Он вытащил из подола железную иглу, быстро и аккуратно продел в нее нить. Кабера работал осторожно, сшивая кровавые губы рассеченной плоти, и вспоминал, как в молодости все ему казалось возможным. Под взглядом Марка Кабера прижал коричневые руки к груди Рения и стал массировать сердце. Почувствовал, как оно зашевелилось, и подавил удивленный возглас, увидев, что жизнь рывком возвращается в старое тело. Кабера замер, пока боль, будто выгравированная на лице Рения, не сменилась спокойствием сна. Кабера встал на ноги, шатаясь от изнеможения, и кивнул сам себе, будто в подтверждение собственных мыслей.
– Боги играют в странные игры, Марк. Они никогда не сообщают нам всех своих планов. Ты был прав. Рений еще увидит пару рассветов и закатов.
ГЛАВА 10
К тому времени, как солнце вышло из-за горизонта, поля опустели. Те, кто разграбил винный склад, без сомнения, еще где-то валялись в глубоком пьяном сне. Гай выглянул за стену: от почерневшей земли лениво поднимался дым, обгоревшие деревья стояли черными палками, а в амбарах, точнее, в их остовах тлело запасенное на зиму зерно.
Пейзаж был странно спокойным, и даже птицы молчали. От этого спокойствия убийства и страдания прошлой ночи казались какими-то нереальными. Гай потер лицо, отвернулся и сошел по ступеням во двор.
Белые стены были покрыты бурыми потеками. По углам спеклись лужи крови; судя по отвратительным мазкам на земле, часть тел уже вытащили за ворота, чтобы свезти в ямы, как только найдутся телеги. Тела защитников положили на чистое полотно в прохладных комнатах, уважительно выпрямив руки и ноги. Остальные трупы просто сбрасывали в кучу, откуда конечности торчали во все стороны. Люди работали под крики раненых, которым зашивали раны или собирались что-то ампутировать.
Гая сжигал гнев, но излить его было не на кого. Его заперли в безопасной комнате, в то время как все, кого он любил, рисковали жизнью! Отец погиб, защищая семью и поместье. Конечно, Гай еще не оправился от операции, раны еще не зажили, но как они могли лишить его даже попытки помочь отцу! Когда Кабера подошел к нему, чтобы выразить сочувствие, Гай упрямо молчал, пока тот не ушел. Он устало сидел и просеивал песок пальцами, вспоминая слова, сказанные Тубруком много лет назад. Наконец Гай понял их значение. Это его земля.
Подошел раб – Гай не знал его имени, но, судя по ранам, он тоже стоял на стенах.
– Мы вынесли все трупы за ворота, хозяин. Найти для них телеги?
К Гаю в первый раз обратились не по имени. Гай заставил лицо окаменеть, чтобы не показать удивления. От боли в душе его голос звучал глухо, как из глубокой ямы.
– Принеси лампового масла. Я сожгу их прямо на месте.
Раб склонил голову и побежал за маслом. Гай вышел за ворота и посмотрел на уродливую массу трупов. Картина была мрачная, но Гай не нашел в себе сочувствия. Все они сами выбрали такую смерть, когда напали на поместье.

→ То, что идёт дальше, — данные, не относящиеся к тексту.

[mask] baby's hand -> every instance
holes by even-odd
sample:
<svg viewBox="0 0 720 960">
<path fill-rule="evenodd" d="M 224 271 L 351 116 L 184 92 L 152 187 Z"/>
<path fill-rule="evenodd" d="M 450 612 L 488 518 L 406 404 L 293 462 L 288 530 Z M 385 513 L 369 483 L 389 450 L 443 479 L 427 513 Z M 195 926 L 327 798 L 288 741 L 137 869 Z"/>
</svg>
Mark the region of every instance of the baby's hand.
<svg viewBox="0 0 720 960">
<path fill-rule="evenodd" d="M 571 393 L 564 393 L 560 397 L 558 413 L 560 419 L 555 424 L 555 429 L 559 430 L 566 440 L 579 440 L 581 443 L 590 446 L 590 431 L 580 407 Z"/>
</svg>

Он вылил на кучу масло, покрывая туловища и лица, открытые рты и немигающие глаза. Потом поджег, но не смог смотреть, как они горят. От запаха дыма вспомнился ворон, которого они с Марком когда-то поймали. Гай подозвал к себе другого раба.
– Возьми бочки из запасов и жги их, пока не превратятся в пепел, – мрачно сказал он.
Когда жар усилился, Гай пошел в дом, и запах последовал за ним будто обвиняющий перст.
На большой кухне он нашел Тубрука. Тот лежал на боку, впившись зубами в кусок кожи, пока Кабера ощупывал кинжальную рану у него в животе. Гай постоял немного, но никто не сказал ни слова. Тогда он двинулся дальше и увидел повара, сидящего на пороге с окровавленным топором. Отец нашел бы нужные слова, чтобы подбодрить этого несчастного и растерянного человека, но внутри Гая ничего не осталось, кроме холодной ярости. Он переступил через повара, который продолжал смотреть в пустоту, словно не заметил его. Гай остановился. Если так поступил бы отец, так сделает и он.
– Я видел, как ты дрался на стене, – сказал он повару. Его голос наконец стал сильнее и тверже.
Повар кивнул, немного оживился и даже попытался встать.
– Да, хозяин. Я много убил, только скоро потерял счет.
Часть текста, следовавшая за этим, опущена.